Se succèdent des invitations au voyage, inspirées des îles ou de la terre africaine, avec quelques pages très urbaines aussi. Chaque pièce est un univers en soi avec comme fil conducteur ce travail sur les polyrythmies et cette attention portée aux mélodies qui signent l’écriture d’Eddy Gaulein-Stef. « Many faces » ou « Moonland », sont donnés comme une nouvelle tendance française du jazz actuel. Un nouveau son. … et puis « Chilhood in Sudan », déposé là comme un supplément d’âme…

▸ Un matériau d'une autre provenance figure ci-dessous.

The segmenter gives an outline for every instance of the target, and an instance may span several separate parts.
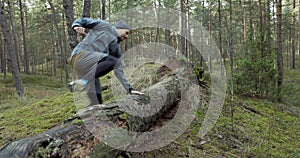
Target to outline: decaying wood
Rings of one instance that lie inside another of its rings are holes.
[[[0,157],[80,158],[86,157],[88,154],[94,155],[94,157],[116,157],[122,151],[105,145],[99,136],[101,131],[115,126],[130,131],[147,131],[161,115],[179,102],[180,84],[175,75],[169,76],[145,90],[145,94],[144,96],[127,95],[125,98],[107,105],[95,105],[81,109],[78,111],[80,116],[78,119],[65,121],[62,125],[35,137],[5,145],[0,149]],[[149,104],[153,99],[162,99],[164,101],[162,107]],[[141,107],[136,110],[143,110],[144,106],[149,108],[151,105],[150,111],[154,109],[158,112],[147,117],[129,115],[127,111],[136,105]],[[94,148],[93,151],[92,148]]]

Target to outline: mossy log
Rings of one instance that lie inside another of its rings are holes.
[[[179,98],[180,83],[175,75],[169,76],[146,89],[144,96],[127,95],[107,105],[81,109],[77,118],[67,120],[60,126],[34,137],[10,142],[0,149],[0,157],[117,157],[122,151],[105,145],[97,133],[108,126],[147,131],[168,109],[176,106]],[[149,104],[151,100],[162,100],[163,105]],[[149,110],[149,106],[150,111],[145,110]],[[145,115],[156,113],[146,117],[134,116],[128,114],[132,107],[141,107],[135,110],[142,110]]]

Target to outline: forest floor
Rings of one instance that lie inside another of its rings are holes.
[[[227,98],[216,125],[204,138],[198,131],[205,107],[198,109],[191,126],[174,142],[129,154],[133,158],[300,157],[300,71],[286,71],[285,78],[284,103]],[[22,79],[26,93],[19,99],[12,77],[4,80],[0,75],[0,146],[39,134],[76,113],[73,95],[60,81],[34,75]]]

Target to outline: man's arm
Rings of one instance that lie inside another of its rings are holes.
[[[101,23],[102,20],[91,19],[91,18],[79,18],[72,23],[72,28],[74,27],[84,27],[86,29],[92,29],[97,24]]]
[[[109,44],[109,55],[112,55],[118,59],[121,59],[121,49],[119,47],[119,44],[117,42],[117,40],[113,41],[112,43]],[[123,85],[123,87],[127,90],[128,93],[131,92],[132,87],[131,85],[128,83],[124,72],[123,72],[123,65],[122,65],[122,61],[119,60],[114,68],[114,73],[116,75],[116,77],[118,78],[118,80],[121,82],[121,84]]]
[[[117,41],[115,41],[114,45],[110,46],[109,51],[110,51],[110,55],[113,55],[113,56],[121,59],[121,49],[120,49],[119,45],[117,44]],[[142,93],[142,92],[133,90],[131,85],[128,83],[128,81],[127,81],[127,79],[124,75],[124,72],[123,72],[123,65],[122,65],[121,60],[119,60],[117,62],[117,64],[115,65],[114,73],[115,73],[116,77],[118,78],[118,80],[123,85],[123,87],[127,90],[127,93],[137,94],[137,95],[144,95],[144,93]]]
[[[101,23],[101,20],[91,18],[79,18],[72,23],[72,28],[79,35],[87,35],[86,29],[92,29],[97,24]]]
[[[121,82],[121,84],[123,85],[123,87],[126,89],[127,93],[131,93],[132,91],[132,87],[129,84],[129,82],[127,81],[124,72],[123,72],[123,66],[122,66],[122,62],[121,60],[119,60],[117,62],[117,64],[115,65],[114,68],[114,73],[116,75],[116,77],[118,78],[118,80]]]
[[[122,83],[123,87],[127,90],[128,94],[145,95],[142,92],[133,90],[131,85],[128,83],[128,81],[125,78],[124,72],[123,72],[123,66],[122,66],[121,61],[117,62],[116,66],[115,66],[115,69],[114,69],[114,72],[115,72],[116,77]]]
[[[109,45],[109,55],[112,55],[116,58],[121,59],[121,49],[118,45],[117,40],[110,43],[110,45]],[[127,92],[130,93],[130,91],[132,90],[132,87],[128,83],[128,81],[127,81],[127,79],[124,75],[123,65],[122,65],[121,60],[119,60],[117,62],[117,64],[115,65],[114,73],[115,73],[116,77],[118,78],[118,80],[122,83],[123,87],[127,90]]]

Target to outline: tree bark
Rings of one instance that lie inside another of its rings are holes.
[[[71,27],[74,21],[73,0],[64,0],[63,5],[65,9],[68,34],[70,38],[70,47],[73,49],[78,44],[77,34]]]
[[[105,6],[105,0],[101,0],[101,19],[106,19],[106,6]]]
[[[52,0],[48,0],[48,3],[49,3],[49,5],[51,7],[51,10],[53,12],[53,21],[54,21],[55,31],[56,31],[56,34],[57,34],[57,43],[58,43],[58,48],[59,48],[59,51],[60,51],[60,54],[61,54],[60,61],[61,61],[62,68],[65,71],[65,82],[67,84],[67,82],[68,82],[68,69],[67,69],[67,65],[66,65],[66,57],[65,57],[64,49],[63,49],[63,46],[62,46],[62,37],[61,37],[61,34],[60,34],[60,29],[58,27],[58,21],[57,21],[57,18],[56,18],[57,14],[56,14],[56,10],[54,8],[54,5],[52,3]],[[61,80],[63,81],[63,75],[61,75]]]
[[[20,71],[18,69],[17,57],[16,57],[15,49],[13,47],[12,37],[8,27],[8,21],[1,3],[0,3],[0,13],[1,13],[0,21],[1,21],[2,33],[3,33],[4,41],[7,44],[7,50],[8,50],[9,67],[11,69],[14,78],[17,94],[19,97],[23,97],[24,96],[23,82],[20,77]]]
[[[296,0],[293,0],[293,10],[296,9]],[[300,21],[299,21],[300,22]],[[296,27],[296,13],[293,12],[293,26]],[[292,61],[291,61],[291,68],[295,69],[295,56],[296,56],[296,44],[295,44],[295,39],[296,39],[296,28],[292,27],[291,29],[291,38],[292,38]]]
[[[78,113],[84,124],[82,122],[75,123],[73,119],[70,119],[35,137],[11,142],[0,149],[0,157],[42,157],[41,151],[45,151],[52,157],[86,157],[91,153],[91,148],[94,148],[93,154],[98,157],[101,157],[99,155],[116,157],[121,151],[106,146],[97,134],[103,133],[101,131],[107,128],[116,128],[115,126],[137,132],[149,130],[166,111],[178,105],[179,85],[179,80],[175,76],[171,76],[146,90],[146,94],[157,94],[156,99],[165,100],[161,110],[154,115],[138,117],[127,114],[126,109],[133,107],[133,104],[144,108],[149,105],[150,101],[147,95],[128,95],[107,105],[95,105],[79,110]],[[162,89],[164,90],[162,91]],[[158,108],[155,105],[150,107],[151,110]],[[125,118],[121,117],[124,115],[126,115]],[[110,121],[114,125],[111,125]],[[95,131],[97,132],[95,133]]]
[[[110,4],[110,0],[108,0],[108,19],[110,20],[110,12],[111,12],[111,8],[110,8],[111,4]]]
[[[277,42],[276,42],[276,51],[277,51],[277,101],[281,102],[281,89],[283,83],[283,55],[282,55],[282,45],[281,45],[281,27],[282,27],[282,0],[278,0],[276,3],[276,17],[277,17]]]
[[[82,17],[91,17],[91,1],[84,0]]]
[[[214,4],[214,1],[209,1],[209,28],[208,28],[208,30],[209,30],[209,34],[210,35],[212,35],[212,29],[213,29],[213,22],[212,22],[212,14],[213,14],[213,12],[212,12],[212,8],[213,8],[213,4]],[[211,38],[209,38],[209,42],[208,42],[208,45],[209,45],[209,47],[211,47],[211,43],[212,43],[212,41],[211,41],[212,39]],[[211,49],[211,48],[209,48],[209,49]],[[210,54],[208,54],[208,67],[209,67],[209,71],[210,71],[210,73],[213,73],[212,72],[212,60],[211,60],[211,56],[210,56]]]
[[[244,3],[245,2],[242,2],[240,1],[240,5],[243,6],[243,10],[245,10],[246,8],[244,7]],[[245,46],[245,43],[246,43],[246,40],[247,40],[247,15],[246,15],[247,12],[243,12],[243,38],[242,38],[242,45]]]
[[[267,0],[265,2],[265,12],[266,12],[266,16],[265,16],[265,21],[266,21],[266,24],[268,24],[268,27],[266,27],[266,32],[267,32],[267,35],[266,35],[266,52],[268,53],[267,55],[270,56],[271,53],[272,53],[272,41],[273,40],[273,37],[272,37],[272,26],[271,26],[271,2],[270,0]]]
[[[221,12],[221,0],[218,0],[218,24],[219,24],[219,49],[220,49],[220,55],[221,55],[221,61],[223,62],[224,65],[221,66],[225,66],[226,67],[226,55],[225,52],[223,51],[223,45],[222,45],[222,12]],[[223,67],[221,67],[221,70],[223,70]],[[224,74],[225,72],[221,72],[222,74]]]
[[[52,25],[52,29],[54,30],[53,25]],[[57,78],[57,74],[56,74],[56,68],[57,68],[57,65],[56,65],[56,47],[54,47],[55,46],[55,32],[51,32],[51,41],[52,41],[52,45],[53,45],[53,47],[52,47],[53,78],[56,79]]]
[[[2,36],[0,36],[0,54],[1,54],[1,73],[3,73],[3,79],[6,80],[6,51],[5,51],[5,43],[3,43],[2,41],[4,41],[2,39]]]
[[[186,55],[185,52],[185,35],[186,35],[186,11],[185,11],[185,4],[184,0],[179,0],[180,4],[180,16],[179,16],[179,30],[180,30],[180,36],[179,36],[179,41],[180,41],[180,53],[182,55]]]
[[[158,0],[158,6],[156,5],[156,1],[153,2],[154,3],[154,7],[155,7],[155,18],[157,20],[157,25],[159,25],[160,23],[160,8],[161,7],[161,2],[160,0]],[[156,36],[155,36],[155,42],[159,42],[159,36],[160,36],[160,31],[159,28],[156,28]]]
[[[233,80],[233,66],[234,66],[234,49],[232,48],[233,46],[233,40],[232,40],[232,35],[233,35],[233,29],[232,29],[232,0],[229,0],[229,37],[228,37],[228,51],[229,51],[229,56],[230,56],[230,95],[231,95],[231,101],[234,99],[234,80]],[[230,113],[231,113],[231,130],[234,131],[234,104],[230,104]]]
[[[26,31],[25,31],[22,0],[19,0],[19,6],[20,6],[20,15],[21,15],[22,36],[23,36],[23,51],[24,51],[24,65],[25,65],[24,70],[25,70],[25,74],[29,74],[29,61],[28,61],[28,54],[27,54]]]
[[[192,41],[192,37],[191,37],[191,25],[190,25],[190,4],[189,4],[189,0],[186,0],[186,39],[185,39],[185,52],[186,52],[186,58],[188,61],[191,60],[191,56],[192,56],[192,45],[191,45],[191,41]]]
[[[250,26],[250,38],[249,40],[253,41],[255,39],[255,35],[254,35],[254,26],[253,26],[253,4],[252,4],[252,0],[249,0],[249,26]],[[245,26],[247,27],[247,25]],[[251,50],[249,50],[248,53],[250,53]]]
[[[17,38],[16,28],[15,28],[15,22],[14,22],[15,20],[14,20],[13,10],[12,10],[10,1],[7,1],[7,4],[8,4],[8,8],[9,8],[9,17],[10,17],[9,20],[11,23],[12,34],[14,37],[14,48],[16,51],[17,64],[18,64],[18,69],[20,71],[19,50],[18,50],[19,44],[18,44],[18,38]]]
[[[232,35],[233,35],[233,29],[232,29],[232,1],[229,0],[229,37],[228,37],[228,50],[230,53],[230,76],[233,80],[233,64],[234,64],[234,52],[232,48]],[[230,89],[231,89],[231,98],[233,99],[233,81],[230,82]]]
[[[261,57],[265,57],[265,44],[264,44],[264,40],[265,40],[265,25],[267,25],[265,23],[265,13],[264,13],[264,8],[265,6],[263,6],[264,3],[262,3],[261,0],[258,1],[258,5],[259,5],[259,31],[260,31],[260,42],[259,42],[259,49],[260,49],[260,53],[261,53]]]
[[[166,4],[164,4],[166,5]],[[167,7],[167,11],[168,11],[168,14],[169,14],[169,8]],[[166,16],[167,17],[167,16]],[[166,28],[169,28],[169,20],[168,18],[164,19],[165,20],[165,24],[166,24]],[[166,45],[172,45],[172,37],[171,37],[171,31],[169,29],[165,29],[165,44]]]

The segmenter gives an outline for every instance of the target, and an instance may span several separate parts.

Eddy Gaulein-Stef a joué avec
Bruce Cox, (batteur de Sonny Rollins, Fred Wesley, Maceo Parker, Ravi Coltrane), Steve Wilson, Talib Kibwe (sax de Randy Weston), Sangoma Everett (batteur de Steve Grossman), Alen Hoist (violoncelliste de James Brown), Lucky Peterson, Ray Baretto, Tito Puentes, Moktar Samba, Azuquita, Salif Keita, Bobby Mc Ferrin, Alfredo Rodriguez, Mauricio Smith, Chéo Feliciano, Sylvia Howard, Pete Osborne, Ravy Magnifique (batteur de Archie Shepp, Chico Freeman), Harold Singer, Mario Stantchev, Philippe Petrucciani, Flavio Boltro, Pietro Tonolo, N'Guyen Lê…
le Quintet:
Alejandro Del Valle au piano
Hervé Gourdikian aux saxophones et à la flûte
Eddy Gaulein-Stef aux basse et contrebasse
Chris Henry à la batterie
Ravy Magnifique aux percussions
en invités:
Chucho Valdés au piano
Flavio Boltro à la trompette
Chris Hayward à la flûte
Irving Luichel Acai Sierra
"J'ai connu Eddy à Nice où nous avions déjà joué ensemble. La connexion s'est immédiatement installée entre nous. Une grande sensibilité se dégage de sa musique. J'ai été très heureux de participer à cet album riche en couleurs. Il s'établit un juste équilibre rythmique, mélodique et harmonique. Bravo, je lui souhaite beaucoup de succès."
Flavio Boltro - musicien
"La musique d’Eddy Gaulein-Stef n’est pas conçue pour l’auditeur pressé qui a tôt fait d’effectuer des rapprochements erronés ou hasardeux avec ce qu’il croit déjà connaître. Au-delà des rythmes et couleurs des Caraïbes - mais pas seulement – l’auditeur savourera, en effet, une écriture savante et sensible qui n’a que faire de la simple couleur locale. Eddy Gaulein-Stef «déconstruit» le pseudo-folklore des îles, ou réinvestit la musique «électro» des années 80, afin d’atteindre une substance nouvelle, et de mettre en lumière et en rythme ce qui fait la force de toute musique. Il interroge le jazz. Précisons que le son est toujours sensuel, précis et travaillé, et que la technique du bassiste est exemplaire. S’il fallait nous en convaincre, écoutons à nouveau Soweto ou Mr.Boy, par exemple. Si l’on avait un doute sur la culture «jazzistique» d’Eddy Gaulein-Stef, une grande partie de l’histoire du jazz résonne dans Périph’Ouest notamment. Mais l’on n’empêchera pas l’auditeur pressé d’«entendre», ici et là, dans ce disque, samba et calypso, seulement...
On regrettera qu’il n’ait pas écouté Eddy Gaulein-Stef, c’est tout."